Style, en effet, impossible. Larry Snider n’est pas le premier à l’observer. A se demander comment se débrouille Emile.
Il
y a des coureurs qui ont l’air de voler, d’autres qui ont l’air de
danser, d’autres paraissent défiler, certains semblent
avancer comme assis sur leurs jambes. Il y en a qui ont juste l’air
d’aller le plus vite possible où on vient de les appeler. Emile, rien de
tout cela.
Emile,
on dirait qu’il creuse ou qu’il se creuse, comme en transe ou comme un
terrassier. Loin des canons académiques et de tout
souci d’élégance, Emile progresse de façon lourde, heurtée,
torturée, tout en à-coups. Il ne cache pas la violence de son effort qui
se lit sur son visage crispé, tétanisé, grimaçant, continûment
tordu par un rictus pénible à voir. Ses traits sont altérés, comme
déchirés par une souffrance affreuse, langue tirée par intermittence,
comme avec un scorpion logé dans chaque chaussure. Il a
l’air absent quand il court, terriblement ailleurs, si concentré que
même pas là sauf qu’il est là plus que personne et, ramassée entre ses
épaules, sur son cou toujours penché du même côté, sa
tête dodeline sans cesse, brinquebale et ballotte de droite à
gauche.
Poings
fermés, roulant chroniquement le torse, Emile fait aussi n’importe quoi
de ses bras. Or tout le monde vous dira qu’on
court avec les bras. Pour mieux propulser son corps, on doit
utiliser ses membres supérieurs pour alléger les jambes de son propre
poids : dans les épreuves de distance, le minimum de
mouvements de la tête et des bras produit un meilleur rendement.

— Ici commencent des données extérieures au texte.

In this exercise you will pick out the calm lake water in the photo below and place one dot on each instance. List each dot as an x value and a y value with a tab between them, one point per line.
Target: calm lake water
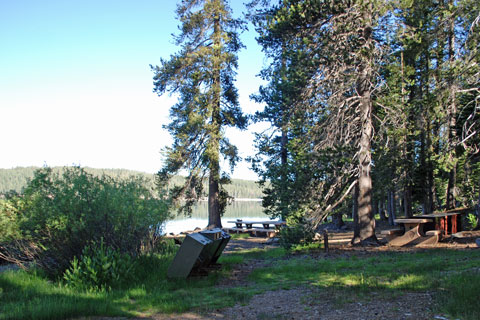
251	210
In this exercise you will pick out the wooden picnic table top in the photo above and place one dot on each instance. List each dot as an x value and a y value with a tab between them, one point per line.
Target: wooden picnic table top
439	214
274	222
412	220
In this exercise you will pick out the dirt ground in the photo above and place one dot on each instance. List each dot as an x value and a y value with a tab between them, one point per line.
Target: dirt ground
315	303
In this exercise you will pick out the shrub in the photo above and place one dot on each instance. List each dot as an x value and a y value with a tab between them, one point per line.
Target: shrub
99	268
62	214
298	233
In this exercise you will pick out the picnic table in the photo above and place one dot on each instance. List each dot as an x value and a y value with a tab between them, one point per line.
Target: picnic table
425	229
249	224
449	222
414	233
249	227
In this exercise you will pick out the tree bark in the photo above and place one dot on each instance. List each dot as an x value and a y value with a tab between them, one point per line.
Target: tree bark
452	114
366	220
383	217
214	220
365	229
392	214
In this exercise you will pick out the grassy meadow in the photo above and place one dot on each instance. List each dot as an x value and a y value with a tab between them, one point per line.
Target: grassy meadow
452	275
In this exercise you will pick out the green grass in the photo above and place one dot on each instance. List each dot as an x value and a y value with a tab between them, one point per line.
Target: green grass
453	277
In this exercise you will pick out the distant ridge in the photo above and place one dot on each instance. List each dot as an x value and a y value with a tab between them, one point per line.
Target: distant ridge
17	178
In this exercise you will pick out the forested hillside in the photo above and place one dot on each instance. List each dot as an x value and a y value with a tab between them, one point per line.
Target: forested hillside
16	179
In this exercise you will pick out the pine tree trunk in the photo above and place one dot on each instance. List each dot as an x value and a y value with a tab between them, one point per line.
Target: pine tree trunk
214	220
452	114
366	220
392	214
365	228
383	217
355	208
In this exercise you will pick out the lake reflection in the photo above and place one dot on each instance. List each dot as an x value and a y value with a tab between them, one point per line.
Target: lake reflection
251	210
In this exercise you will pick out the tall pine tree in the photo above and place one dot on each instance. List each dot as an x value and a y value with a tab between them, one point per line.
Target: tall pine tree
202	74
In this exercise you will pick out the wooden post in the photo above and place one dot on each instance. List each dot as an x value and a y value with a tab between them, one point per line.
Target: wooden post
325	240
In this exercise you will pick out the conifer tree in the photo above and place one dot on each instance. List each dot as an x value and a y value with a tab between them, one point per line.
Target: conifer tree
202	75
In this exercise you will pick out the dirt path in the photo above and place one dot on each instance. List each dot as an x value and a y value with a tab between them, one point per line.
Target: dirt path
314	303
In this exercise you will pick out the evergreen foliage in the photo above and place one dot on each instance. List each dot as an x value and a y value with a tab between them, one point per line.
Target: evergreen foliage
57	216
202	74
15	180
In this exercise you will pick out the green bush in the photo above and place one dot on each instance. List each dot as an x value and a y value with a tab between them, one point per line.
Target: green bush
296	234
99	268
61	214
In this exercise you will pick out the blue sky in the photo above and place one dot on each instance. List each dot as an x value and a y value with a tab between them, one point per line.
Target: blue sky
76	87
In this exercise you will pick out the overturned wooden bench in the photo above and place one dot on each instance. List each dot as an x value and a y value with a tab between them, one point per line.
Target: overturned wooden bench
392	233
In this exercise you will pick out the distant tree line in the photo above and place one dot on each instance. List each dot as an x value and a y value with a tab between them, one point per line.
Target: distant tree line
16	179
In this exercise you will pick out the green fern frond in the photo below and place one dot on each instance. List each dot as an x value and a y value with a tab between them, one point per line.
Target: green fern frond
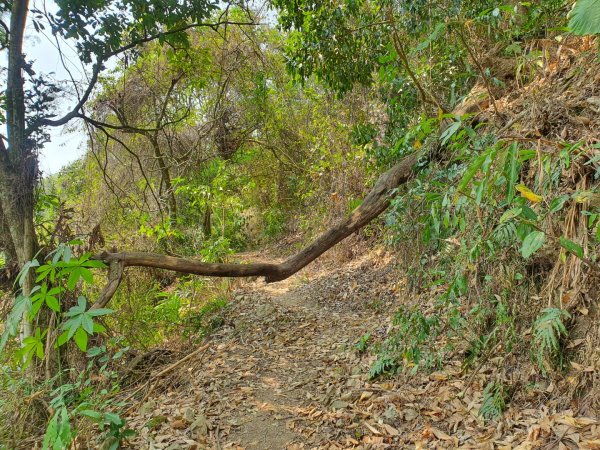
494	400
548	329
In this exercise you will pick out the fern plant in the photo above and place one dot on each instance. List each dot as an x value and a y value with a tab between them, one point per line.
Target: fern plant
548	329
494	400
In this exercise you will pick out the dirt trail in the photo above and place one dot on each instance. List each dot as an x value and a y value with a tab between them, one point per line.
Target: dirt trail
284	373
276	370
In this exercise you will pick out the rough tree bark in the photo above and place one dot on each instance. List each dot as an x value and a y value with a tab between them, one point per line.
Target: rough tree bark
18	164
375	203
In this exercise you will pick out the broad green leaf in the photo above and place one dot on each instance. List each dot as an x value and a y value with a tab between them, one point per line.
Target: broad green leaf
95	264
510	214
62	339
473	168
52	303
91	414
73	278
437	32
449	132
87	323
557	203
86	274
512	171
585	17
532	243
571	246
99	328
81	338
100	312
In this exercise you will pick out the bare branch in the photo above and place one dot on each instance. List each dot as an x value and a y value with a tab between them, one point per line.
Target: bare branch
376	202
99	66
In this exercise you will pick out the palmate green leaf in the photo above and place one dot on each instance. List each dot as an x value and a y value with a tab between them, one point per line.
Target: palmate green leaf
532	243
100	312
11	325
585	17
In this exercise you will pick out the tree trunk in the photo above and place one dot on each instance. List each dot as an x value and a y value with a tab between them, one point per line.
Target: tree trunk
18	164
165	179
376	202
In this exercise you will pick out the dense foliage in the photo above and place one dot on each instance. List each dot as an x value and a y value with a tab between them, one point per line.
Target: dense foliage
211	135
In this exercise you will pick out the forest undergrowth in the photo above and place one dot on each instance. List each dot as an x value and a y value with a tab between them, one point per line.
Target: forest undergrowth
465	316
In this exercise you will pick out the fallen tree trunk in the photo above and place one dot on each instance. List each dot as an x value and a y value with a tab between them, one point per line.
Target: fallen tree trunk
375	203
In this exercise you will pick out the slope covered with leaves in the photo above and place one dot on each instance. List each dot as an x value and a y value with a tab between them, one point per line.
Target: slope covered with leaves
474	325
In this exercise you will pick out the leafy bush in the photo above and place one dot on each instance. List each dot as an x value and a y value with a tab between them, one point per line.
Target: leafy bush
585	17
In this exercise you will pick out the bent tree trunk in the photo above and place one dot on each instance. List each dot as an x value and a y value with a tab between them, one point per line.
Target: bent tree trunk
375	203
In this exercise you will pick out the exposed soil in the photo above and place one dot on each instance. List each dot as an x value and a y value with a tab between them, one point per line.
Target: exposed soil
284	373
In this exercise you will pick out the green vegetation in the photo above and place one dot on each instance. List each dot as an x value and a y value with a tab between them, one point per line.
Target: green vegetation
214	133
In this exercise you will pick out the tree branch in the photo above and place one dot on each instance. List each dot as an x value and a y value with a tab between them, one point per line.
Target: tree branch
103	58
376	202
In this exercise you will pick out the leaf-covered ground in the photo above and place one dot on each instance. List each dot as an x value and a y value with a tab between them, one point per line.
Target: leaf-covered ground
284	373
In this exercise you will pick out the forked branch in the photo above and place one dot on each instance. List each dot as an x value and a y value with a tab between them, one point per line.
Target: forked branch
375	203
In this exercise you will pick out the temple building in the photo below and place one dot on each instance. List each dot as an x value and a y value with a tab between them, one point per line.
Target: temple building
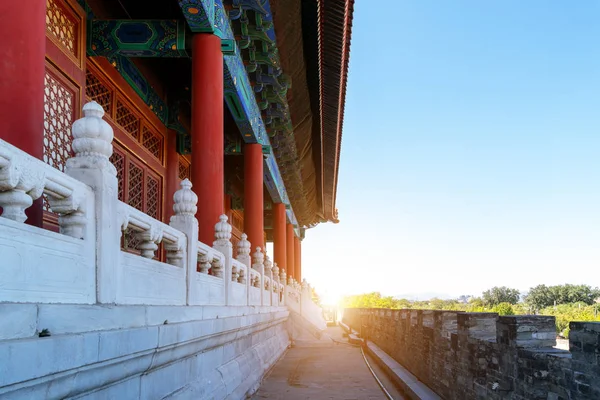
244	97
150	153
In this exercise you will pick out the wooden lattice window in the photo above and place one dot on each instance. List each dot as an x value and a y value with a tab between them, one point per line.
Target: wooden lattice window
96	90
144	190
59	112
152	197
135	187
153	142
127	119
184	168
62	26
118	160
59	107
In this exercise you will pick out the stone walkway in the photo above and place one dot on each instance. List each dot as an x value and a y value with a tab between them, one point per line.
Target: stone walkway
321	370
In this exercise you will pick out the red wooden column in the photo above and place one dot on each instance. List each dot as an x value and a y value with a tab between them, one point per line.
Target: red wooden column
207	132
291	271
173	182
253	195
297	259
279	235
22	70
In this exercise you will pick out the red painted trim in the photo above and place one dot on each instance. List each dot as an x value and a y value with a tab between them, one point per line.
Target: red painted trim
207	132
291	270
297	260
22	69
253	195
172	175
279	235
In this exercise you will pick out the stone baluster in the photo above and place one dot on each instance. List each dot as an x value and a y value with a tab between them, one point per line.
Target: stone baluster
184	220
258	259
222	243
149	241
268	272
243	256
282	281
21	182
92	145
275	271
242	276
268	267
217	268
283	276
275	281
235	274
204	263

Pourtant Emile fait tout le contraire, il paraît courir sans se soucier
de ses bras dont l’impulsion compulsive part de trop haut
et qui décrivent de curieux déplacements, parfois levés ou rejetés
en arrière, ballants ou abandonnés dans une absurde gesticulation, et
ses épaules aussi gigotant, ses coudes eux aussi levés
exagérément haut comme s’il portait une charge trop lourde, il donne
en course l’apparence d’un boxeur en train de lutter contre son ombre
et tout son corps semble être ainsi une mécanique
détraquée, disloquée, douloureuse, sauf l’harmonie de ses jambes qui
mordent et mâchent la piste avec voracité. Bref il ne fait rien comme
les autres, qui pensent parfois qu’il fait n’importe
quoi.
Jean Echenoz, Courir, Minuit, 2008, p. 49 à 51.

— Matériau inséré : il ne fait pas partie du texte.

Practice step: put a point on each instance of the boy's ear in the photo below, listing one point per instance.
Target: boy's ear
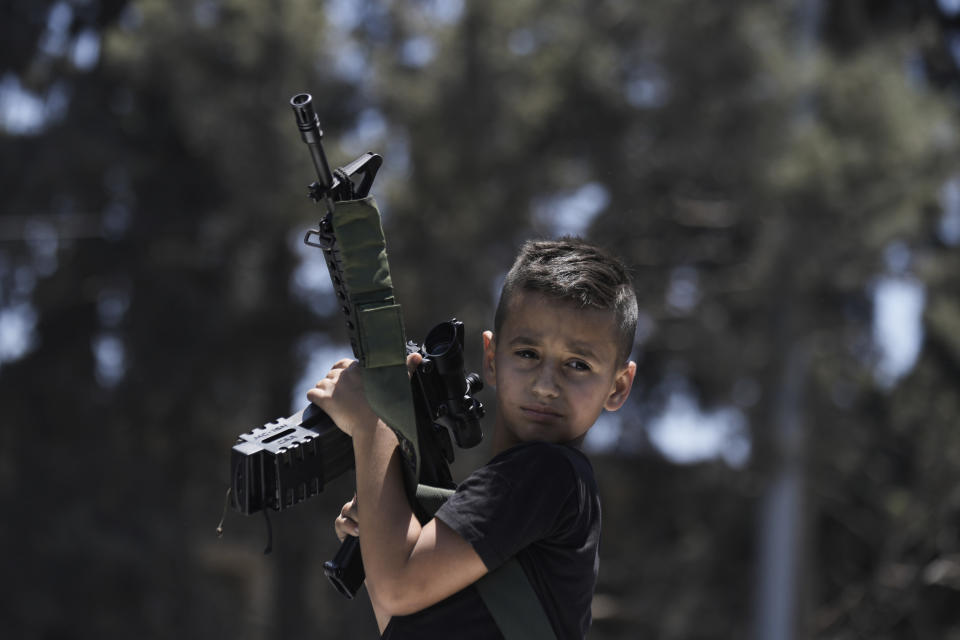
(489, 362)
(622, 384)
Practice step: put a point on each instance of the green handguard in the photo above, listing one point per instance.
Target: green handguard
(381, 344)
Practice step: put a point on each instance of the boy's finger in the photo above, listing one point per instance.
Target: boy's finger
(413, 361)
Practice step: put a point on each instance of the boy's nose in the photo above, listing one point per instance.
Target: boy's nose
(545, 383)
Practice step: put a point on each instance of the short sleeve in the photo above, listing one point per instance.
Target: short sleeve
(531, 493)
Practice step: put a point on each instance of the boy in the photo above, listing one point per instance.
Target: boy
(558, 356)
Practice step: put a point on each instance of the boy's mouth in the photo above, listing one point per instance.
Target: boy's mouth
(540, 413)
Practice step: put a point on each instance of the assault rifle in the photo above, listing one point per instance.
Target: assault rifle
(290, 460)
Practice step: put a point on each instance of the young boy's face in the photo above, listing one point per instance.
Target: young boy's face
(555, 368)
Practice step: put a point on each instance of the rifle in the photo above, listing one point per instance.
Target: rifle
(290, 460)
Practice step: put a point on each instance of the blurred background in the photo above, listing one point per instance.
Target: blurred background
(782, 178)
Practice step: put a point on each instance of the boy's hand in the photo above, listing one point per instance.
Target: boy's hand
(348, 523)
(340, 394)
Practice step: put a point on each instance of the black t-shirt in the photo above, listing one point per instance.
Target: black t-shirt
(535, 501)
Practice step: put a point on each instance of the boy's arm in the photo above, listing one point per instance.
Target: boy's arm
(409, 567)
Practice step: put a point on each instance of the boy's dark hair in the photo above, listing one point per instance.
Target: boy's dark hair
(576, 271)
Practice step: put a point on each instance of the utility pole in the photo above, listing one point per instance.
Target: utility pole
(782, 522)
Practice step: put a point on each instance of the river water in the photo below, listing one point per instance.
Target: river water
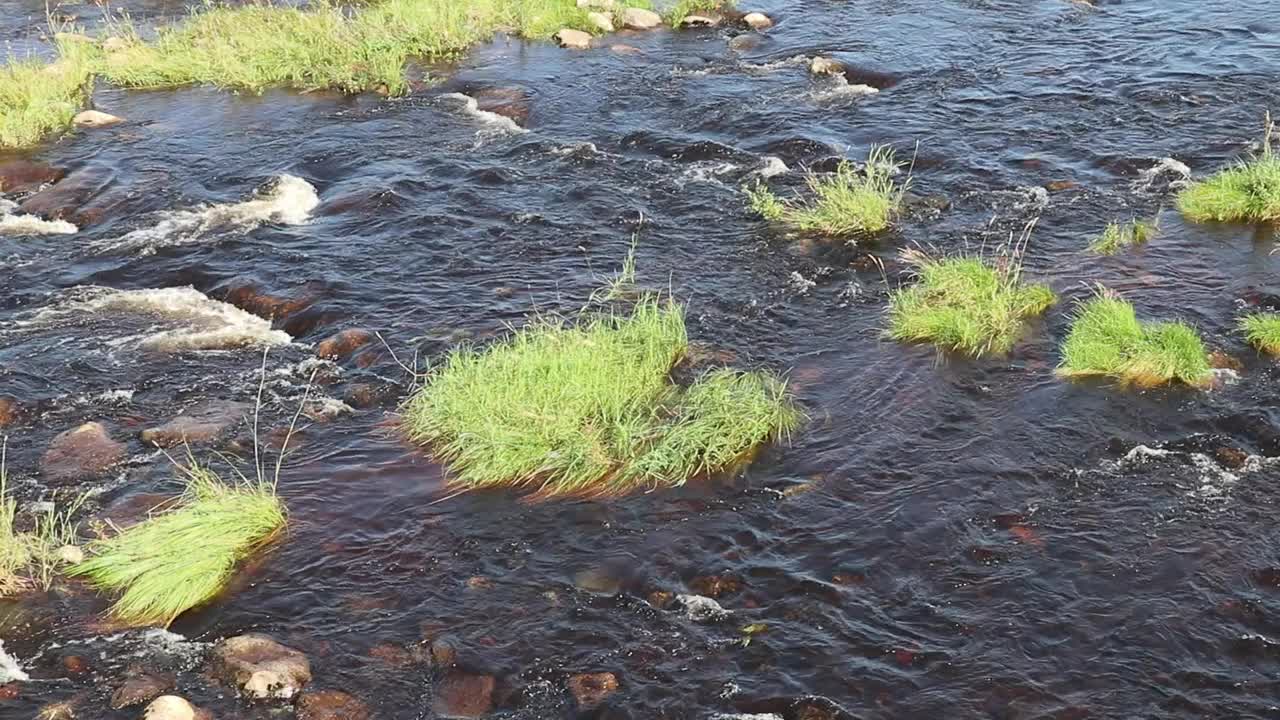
(942, 540)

J’avais sans doute raté Jean Echenoz (dont je n’avais lu que Je m’en vais, qui ne m’avait pas déplu mais m’avait laissé
un peu sur ma faim), c’est ce que je me dis au sortir de ce Courir.

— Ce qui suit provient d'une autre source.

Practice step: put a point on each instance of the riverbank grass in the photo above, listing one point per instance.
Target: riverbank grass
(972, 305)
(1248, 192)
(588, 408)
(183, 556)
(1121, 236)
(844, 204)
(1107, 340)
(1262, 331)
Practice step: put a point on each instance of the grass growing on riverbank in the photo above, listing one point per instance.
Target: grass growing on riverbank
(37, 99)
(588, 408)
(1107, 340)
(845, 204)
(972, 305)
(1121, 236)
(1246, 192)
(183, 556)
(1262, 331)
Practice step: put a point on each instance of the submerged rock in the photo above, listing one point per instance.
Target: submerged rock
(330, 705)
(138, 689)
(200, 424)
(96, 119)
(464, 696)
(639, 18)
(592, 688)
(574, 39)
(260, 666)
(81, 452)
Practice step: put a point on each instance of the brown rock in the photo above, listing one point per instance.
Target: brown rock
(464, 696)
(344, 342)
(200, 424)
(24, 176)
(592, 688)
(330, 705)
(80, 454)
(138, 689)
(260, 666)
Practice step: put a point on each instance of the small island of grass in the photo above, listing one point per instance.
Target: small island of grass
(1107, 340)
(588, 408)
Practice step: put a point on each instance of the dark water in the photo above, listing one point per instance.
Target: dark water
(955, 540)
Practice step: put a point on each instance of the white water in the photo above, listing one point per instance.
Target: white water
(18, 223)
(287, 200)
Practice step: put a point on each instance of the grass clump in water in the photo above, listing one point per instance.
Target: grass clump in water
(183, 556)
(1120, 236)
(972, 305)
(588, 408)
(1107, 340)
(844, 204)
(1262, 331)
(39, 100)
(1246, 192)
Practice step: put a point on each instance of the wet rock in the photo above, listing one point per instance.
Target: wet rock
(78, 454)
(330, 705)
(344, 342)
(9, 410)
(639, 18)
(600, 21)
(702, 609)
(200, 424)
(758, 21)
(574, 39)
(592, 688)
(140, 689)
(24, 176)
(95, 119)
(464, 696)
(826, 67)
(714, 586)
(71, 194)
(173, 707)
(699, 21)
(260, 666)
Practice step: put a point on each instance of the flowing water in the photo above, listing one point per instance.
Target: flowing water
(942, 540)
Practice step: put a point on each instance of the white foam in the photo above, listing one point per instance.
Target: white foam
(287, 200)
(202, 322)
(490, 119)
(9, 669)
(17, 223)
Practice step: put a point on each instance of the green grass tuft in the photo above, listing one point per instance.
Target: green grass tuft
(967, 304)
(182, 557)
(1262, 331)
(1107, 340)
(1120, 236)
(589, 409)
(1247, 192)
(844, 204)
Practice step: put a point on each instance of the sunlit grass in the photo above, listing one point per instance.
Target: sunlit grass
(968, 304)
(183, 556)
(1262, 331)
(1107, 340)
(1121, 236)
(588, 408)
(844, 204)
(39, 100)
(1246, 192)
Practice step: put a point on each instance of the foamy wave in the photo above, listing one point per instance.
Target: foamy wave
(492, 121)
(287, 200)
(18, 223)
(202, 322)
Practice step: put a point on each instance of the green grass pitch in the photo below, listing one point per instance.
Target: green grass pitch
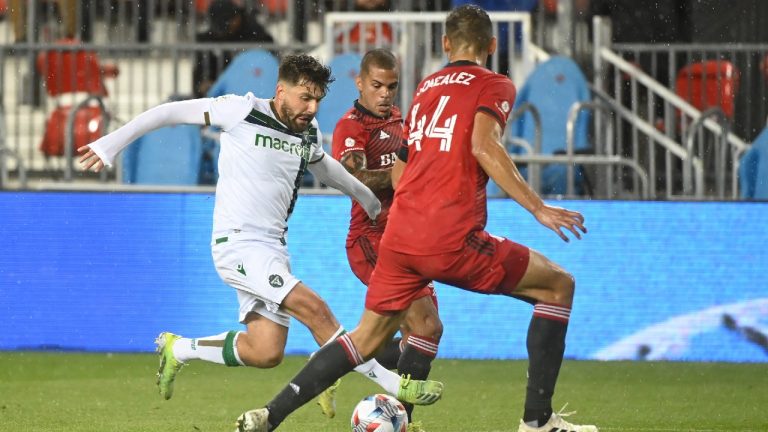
(101, 392)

Il faut dire que l’auteur jouait sur du velours : je ne peux pas voir
une course (surtout à partir de 5000
mètres) sans avoir la larme à l’œil à l’arrivée. J’ai beau ne pas
connaître les noms des coureurs et n’avoir jamais couru moi-même (sauf,
et même assez souvent il est vrai, après mon train dans
les couloirs et sur les quais de Montparnasse), il y a dans le
spectacle d’une course quelque chose qui me retient lorsque (de moins en
moins souvent certes parce que je ne regarde plus guère la
télé) je tombe, hasard du zapping, sur un 10 000 mètres, voire un
marathon. Ça a sans doute un rapport avec la pauvreté intrinsèque de ce
sport qui ne se pratique avec rien d’autre que soi-même,
comme l’écriture : moi aussi je n’aime faire qu’avec rien, c’est
certainement pourquoi (ou comment) j’écris, comme autrefois j’ai un peu
dessiné, et aussi beaucoup marché.
"Je m'en vais " ne m'a pas laissé un grand souvenir.